In the AWS cloud you are provided RFC 1918 address space to host your applications. Let’s say AWS you have a 10.0.0.0/24 as your starting subnet and you need to create new subnets as your service grows, changes, etc.
First, some review on IP addresses, octets and bit places.
Each IP address is 4 octets, 8 bits each, and separated by a period. We convert each octet into binary as follows.
The last row shows the bit markings for the decimal value of 10 in octet 1 and of course we repeat this for each octet so we’ll have a string of 32 digits (4 octets times 8 bits) of zeroes and ones. Finally, this string of 32 digits is separated into network and host with a network mask that is represented in a “/number” format. A “/24” means that 24 of the 32 digits represents the network number, leaving 8 bits for the hosts.
Back to our example of 10.0.0.0/24, this means we have a network mask of 24 bits, IE the network is represented by the first 24 bits and the hosts get the last 8 bits.
Let’s say have a 3 tier application and want to have a separate subnet for each tier due to network access control list (NACL) policies. Create the subnets.
First thing, remember this is binary so that means we are dealing in powers of 2. That is, we cannot create only 3 subnets, but it must be 2, 4, 8, 16, etc. In this case, we will have to create 4 subnets but just leave one unused.
To create 4 subnets, we must use the formula 2x = subnets-needed and since we need 4 subnets, we know that X is 2. This means we take 2 bit places from the hosts and give it to the network. For illustration purposes, that’s in purple below.
The final step is to create the 4 subnets and these can only be created by using the bit places that we just took, those highlighted in purple.
- Octet 1 stays the same – its decimal value is 10.
- Octet 2 stays the same – its decimal value is 0.
- Octet 3 stays the same – its decimal value is 0.
- Octet 4 is where the magic occurs. By creating the unique binary combinations for those two bit places, we create the 4 subnetworks.
The 4 subnetworks created are 10.0.0.0/26, 10.0.0.64/26, 10.0.0.128/26 and 10.0.0.192/26. The 3-tier application can now have a separate subnet per tier with 1 subnet left over for future requests.
A little later, the DevOps team asks you, the AWS administrator, for a couple subnets and you remember that you have an “extra” subnet and they can just split that one up as needed.

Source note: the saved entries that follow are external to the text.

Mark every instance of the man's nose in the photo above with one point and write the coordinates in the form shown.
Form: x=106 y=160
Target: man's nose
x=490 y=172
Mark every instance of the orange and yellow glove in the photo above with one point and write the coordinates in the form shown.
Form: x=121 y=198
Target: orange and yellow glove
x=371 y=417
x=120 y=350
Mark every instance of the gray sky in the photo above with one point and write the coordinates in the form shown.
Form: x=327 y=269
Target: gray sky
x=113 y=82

The DevOps team receives the 10.0.0.192/26 and must subnet that into 2 networks – one for the test team and one for the developer team. Since its 2 subnets needed, 2x = 2 means that X is 1 – we only need 1 bit from the host side added to the network side. I show that bit place added to the subnet in blue for illustration purposes.
The DevOps team now has two networks. 10.0.0.192/27 and 10.0.0.224/27 and can use them however they want.
The trick comes down to knowing how many bit places are needed to create the subnets required and each bit you add to the subnet increases the number of subnets by a power of 2.